1.) Saturated binding The four compartment model could be extended by further parameters. One possibility would be to allow for a saturable component of binding. The amount of TPP bound would depend only on some proportionality factor and the amount of biological material present but not on the free TPP concentration in the compartment. Such a behavior could be detected by performing experiments at different TPP levels. To avoid convolution by TPP inhibition effects at higher TPP concentrations probable only the results at low membrane potentials should be compared.

Correction for substance specific effects on the TPP signal

The necessity to perform a TPP chemical background experiment is explained in MiPNet 14.05. Some additional considerations:

Substances

Azide N3- has a very huge substance specific effect. A correction does not seem feasible. The substance specific effect od ADP is comparable large and should be considered carefully.

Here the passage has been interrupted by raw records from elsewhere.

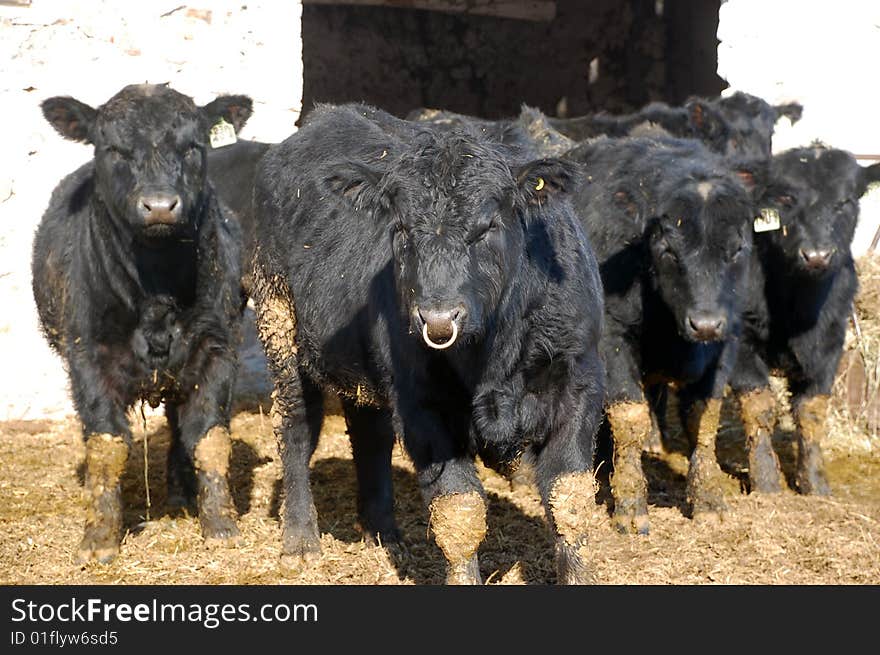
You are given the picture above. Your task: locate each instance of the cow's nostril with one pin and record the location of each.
(817, 258)
(707, 327)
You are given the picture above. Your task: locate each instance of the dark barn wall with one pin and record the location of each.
(400, 59)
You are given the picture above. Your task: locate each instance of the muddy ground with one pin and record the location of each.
(786, 539)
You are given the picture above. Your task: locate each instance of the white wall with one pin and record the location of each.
(822, 54)
(90, 49)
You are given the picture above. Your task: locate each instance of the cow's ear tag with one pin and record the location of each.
(767, 221)
(222, 134)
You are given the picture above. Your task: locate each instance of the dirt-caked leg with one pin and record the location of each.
(811, 414)
(758, 412)
(106, 455)
(372, 441)
(630, 426)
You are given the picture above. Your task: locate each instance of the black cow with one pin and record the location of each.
(671, 225)
(446, 293)
(801, 289)
(136, 278)
(739, 127)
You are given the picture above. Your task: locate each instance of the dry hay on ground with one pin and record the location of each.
(857, 389)
(764, 540)
(784, 539)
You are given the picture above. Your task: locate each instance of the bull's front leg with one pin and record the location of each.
(629, 417)
(457, 508)
(811, 414)
(203, 423)
(706, 481)
(758, 412)
(700, 411)
(757, 404)
(564, 473)
(450, 487)
(107, 442)
(297, 415)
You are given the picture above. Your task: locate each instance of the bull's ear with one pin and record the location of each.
(235, 110)
(704, 120)
(791, 110)
(545, 180)
(351, 181)
(71, 118)
(868, 175)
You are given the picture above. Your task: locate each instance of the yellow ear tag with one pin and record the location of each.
(768, 220)
(222, 134)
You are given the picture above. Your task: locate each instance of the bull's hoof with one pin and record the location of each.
(466, 572)
(301, 549)
(220, 531)
(764, 472)
(217, 511)
(374, 535)
(97, 545)
(572, 566)
(810, 477)
(654, 443)
(522, 479)
(378, 526)
(631, 516)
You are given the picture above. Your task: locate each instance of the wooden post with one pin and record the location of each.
(533, 10)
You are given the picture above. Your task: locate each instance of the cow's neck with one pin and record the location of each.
(134, 270)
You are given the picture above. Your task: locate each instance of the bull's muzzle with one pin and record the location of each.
(440, 327)
(159, 208)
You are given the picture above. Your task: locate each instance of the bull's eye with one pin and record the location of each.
(480, 233)
(194, 151)
(669, 256)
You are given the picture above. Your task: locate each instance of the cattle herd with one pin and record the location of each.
(509, 289)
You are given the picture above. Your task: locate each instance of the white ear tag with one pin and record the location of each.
(222, 134)
(767, 221)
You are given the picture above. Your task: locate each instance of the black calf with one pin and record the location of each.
(136, 277)
(445, 294)
(671, 225)
(801, 290)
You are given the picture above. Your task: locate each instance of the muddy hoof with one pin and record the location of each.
(813, 483)
(571, 564)
(301, 549)
(707, 505)
(708, 515)
(765, 483)
(654, 443)
(373, 536)
(220, 531)
(378, 527)
(97, 546)
(631, 517)
(764, 474)
(464, 573)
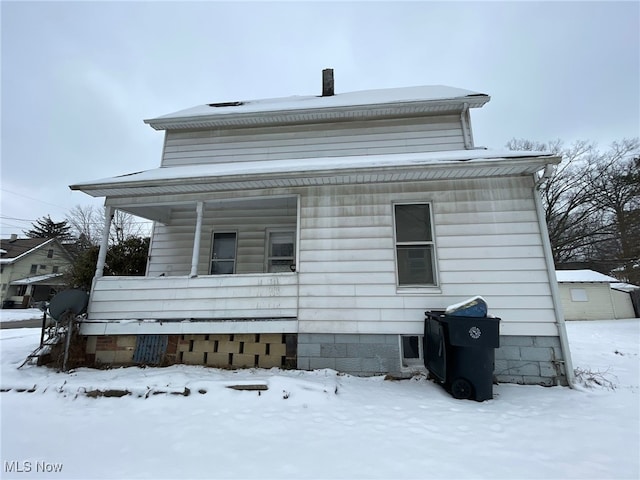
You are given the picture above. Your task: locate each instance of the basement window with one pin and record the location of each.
(411, 351)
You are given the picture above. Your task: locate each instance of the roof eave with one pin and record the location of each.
(319, 115)
(475, 169)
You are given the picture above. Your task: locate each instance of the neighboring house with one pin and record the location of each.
(32, 270)
(589, 295)
(315, 231)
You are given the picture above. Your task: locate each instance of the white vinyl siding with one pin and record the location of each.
(485, 231)
(487, 243)
(208, 297)
(422, 134)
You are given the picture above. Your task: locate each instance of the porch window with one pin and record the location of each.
(223, 259)
(415, 254)
(281, 248)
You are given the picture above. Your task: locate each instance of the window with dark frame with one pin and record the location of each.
(281, 251)
(415, 254)
(412, 354)
(223, 258)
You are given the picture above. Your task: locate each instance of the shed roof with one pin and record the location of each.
(39, 279)
(315, 108)
(583, 276)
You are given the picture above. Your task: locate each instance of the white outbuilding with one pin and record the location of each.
(590, 295)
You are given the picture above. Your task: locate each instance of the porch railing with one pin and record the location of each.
(251, 296)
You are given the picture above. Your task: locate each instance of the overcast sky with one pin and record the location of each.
(79, 78)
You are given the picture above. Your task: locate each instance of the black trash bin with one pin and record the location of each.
(460, 353)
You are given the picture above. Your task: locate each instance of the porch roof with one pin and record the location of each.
(39, 279)
(319, 171)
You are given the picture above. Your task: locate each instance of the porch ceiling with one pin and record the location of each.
(319, 171)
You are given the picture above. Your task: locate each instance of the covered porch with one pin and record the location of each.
(215, 265)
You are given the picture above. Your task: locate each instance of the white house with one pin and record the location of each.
(314, 232)
(589, 295)
(31, 270)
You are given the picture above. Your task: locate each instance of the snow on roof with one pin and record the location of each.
(36, 279)
(313, 165)
(310, 102)
(583, 276)
(624, 287)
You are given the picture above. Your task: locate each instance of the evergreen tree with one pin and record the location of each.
(126, 258)
(46, 228)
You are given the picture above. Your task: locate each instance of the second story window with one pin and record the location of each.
(415, 255)
(281, 251)
(223, 258)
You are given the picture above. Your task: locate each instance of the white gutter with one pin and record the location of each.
(196, 240)
(104, 243)
(468, 143)
(551, 272)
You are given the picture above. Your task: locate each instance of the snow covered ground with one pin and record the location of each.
(320, 424)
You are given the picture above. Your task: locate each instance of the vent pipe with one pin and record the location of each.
(327, 82)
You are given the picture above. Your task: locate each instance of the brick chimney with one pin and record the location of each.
(327, 82)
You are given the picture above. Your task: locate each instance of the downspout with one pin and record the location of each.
(196, 240)
(468, 142)
(551, 272)
(104, 244)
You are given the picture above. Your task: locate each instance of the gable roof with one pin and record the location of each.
(312, 109)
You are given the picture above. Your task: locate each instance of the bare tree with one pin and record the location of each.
(591, 202)
(87, 222)
(616, 191)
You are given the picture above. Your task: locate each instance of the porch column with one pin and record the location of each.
(196, 240)
(104, 242)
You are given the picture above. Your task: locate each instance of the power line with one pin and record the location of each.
(31, 198)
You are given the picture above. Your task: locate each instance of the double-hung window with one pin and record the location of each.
(415, 255)
(281, 251)
(223, 258)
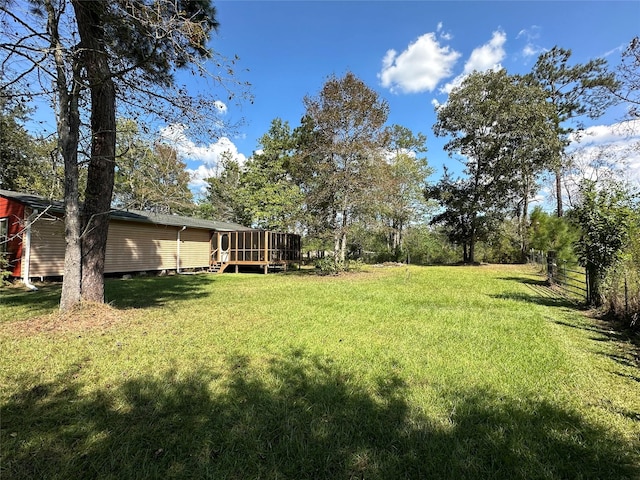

When to apply a correction

For isolated mitochondria absolute delta delta psi seem obtainable, see above. Approximate delta psi values seem to be principally obtainable though with relying on literature data. . The strongly quantitative approach enabled thereby calls for complete quantifications including correction for unspecific effects. For permeabilized cells, homogenats and permeabilized cells, absolute values of delta or delta delta psi seem currently difficult to obtain. Currently data will have to presented as a relative value. Therefore a discussion about to do or not to do a correction for substance specific effects seems justified. Whenever changes of mitochondrial membrane potential during an experiment are of interest a correction is most definitely needed. Otherwise even the nature of the change (increase / decrease) may be misjudged. When membrane potentials obtained by different protocols but using the same parameters (binding correction factors) during calculation should be compared to each other, correction for substance specific effects has to be done, even though only relative values are compared to each other. When relative values for membrane potentials of the same state obtained via totally identical protocols are to be compared between different samples a correction may not be strictly necessary. In this case the research will have to judge on a case basis. If the correction is obviously rather difficult the danger of introducing additional errors may be greater than any benefit from getting slightly more realistic values. Even if it is decided for a particular study not to apply the correction the TPP chemical background experiments should be done non the less to detect possible problems.